ReplicaManager jconsole.png
Figure 2. ReplicaManager in jconsole

ReplicaManager uses the MetadataCache for the following:

  • …​FIXME

Table 2. ReplicaManager’s Internal Properties (e.g. Registries and Counters)
Name Description

replicaFetcherManager

Created immediately with ReplicaManager

Used when:

allPartitions

Partitions by TopicPartition

Available as PartitionCount performance metric

highWatermarkCheckpoints

OffsetCheckpointFiles per live log data directory

stateChangeLogger

StateChangeLogger with the broker ID and inControllerContext flag off (that sets Broker log prefix)

isrChangeSet

Collection of TopicPartition that…​FIXME

lastIsrChangeMs

Time when isrChangeSet has a new TopicPartition added.

logDirFailureHandler

OfflinePartition

Tip

Enable TRACE logging level for kafka.server.ReplicaManager logger to see what happens inside.
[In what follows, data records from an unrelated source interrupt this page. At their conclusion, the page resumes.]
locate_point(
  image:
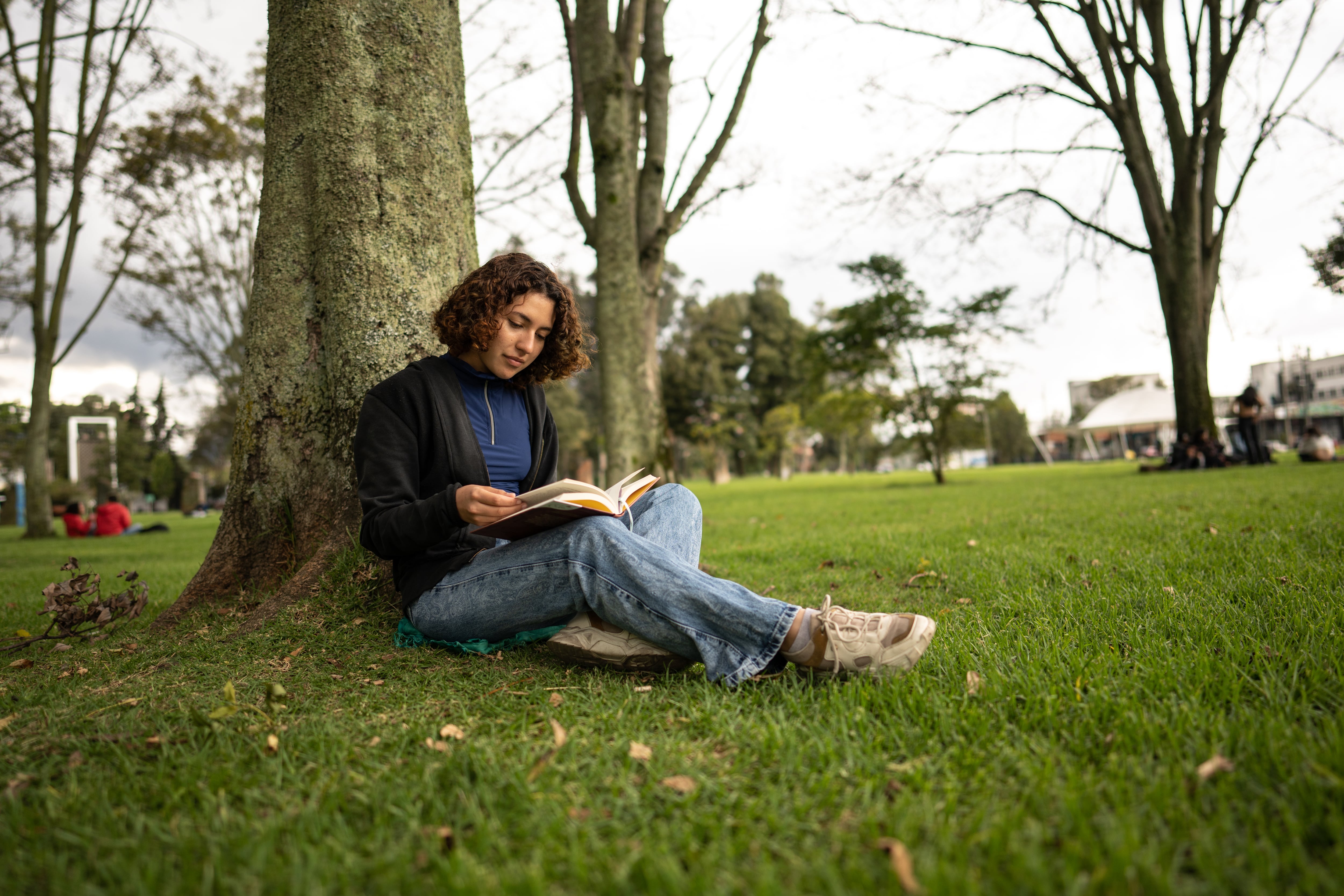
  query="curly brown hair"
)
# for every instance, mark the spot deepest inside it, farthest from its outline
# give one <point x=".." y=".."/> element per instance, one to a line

Add the following line to log4j.properties:

log4j.logger.kafka.server.ReplicaManager=TRACE

Refer to Logging.


Please note that ReplicaManager also uses a preconfigured state.change.logger logger in config/log4j.properties:

log4j.appender.stateChangeAppender=org.apache.log4j.DailyRollingFileAppender
log4j.appender.stateChangeAppender.DatePattern='.'yyyy-MM-dd-HH
log4j.appender.stateChangeAppender.File=${kafka.logs.dir}/state-change.log
log4j.appender.stateChangeAppender.layout=org.apache.log4j.PatternLayout
log4j.appender.stateChangeAppender.layout.ConversionPattern=[%d] %p %m (%c)%n

log4j.logger.state.change.logger=TRACE, stateChangeAppender
log4j.additivity.state.change.logger=false

That means that the logs of ReplicaManager go to logs/state-change.log file at TRACE logging level and are not added to the main logs (per log4j.additivity being off).

Creating ReplicaFetcherManager — createReplicaFetcherManager Internal Factory Method

createReplicaFetcherManager(
  metrics: Metrics
  time: Time
  threadNamePrefix: Option[String]
  quotaManager: ReplicationQuotaManager): ReplicaFetcherManager

createReplicaFetcherManager simply creates a ReplicaFetcherManager.

Note
createReplicaFetcherManager is used exclusively when ReplicaManager is created.

shutdown Method

shutdown(checkpointHW: Boolean = true): Unit

shutdown…​FIXME

Note
shutdown is used when…​FIXME

alterReplicaLogDirs Method

alterReplicaLogDirs(partitionDirs: Map[TopicPartition, String]): Map[TopicPartition, Errors]

alterReplicaLogDirs…​FIXME

Note
alterReplicaLogDirs is used exclusively when KafkaApis is requested to handle an AlterReplicaLogDirs request.

becomeLeaderOrFollower Method

becomeLeaderOrFollower(
  correlationId: Int,
  leaderAndIsrRequest: LeaderAndIsrRequest,
  onLeadershipChange: (Iterable[Partition], Iterable[Partition]) => Unit): LeaderAndIsrResponse

becomeLeaderOrFollower…​FIXME

Note
becomeLeaderOrFollower is used exclusively when KafkaApis is requested to handle a LeaderAndIsr request.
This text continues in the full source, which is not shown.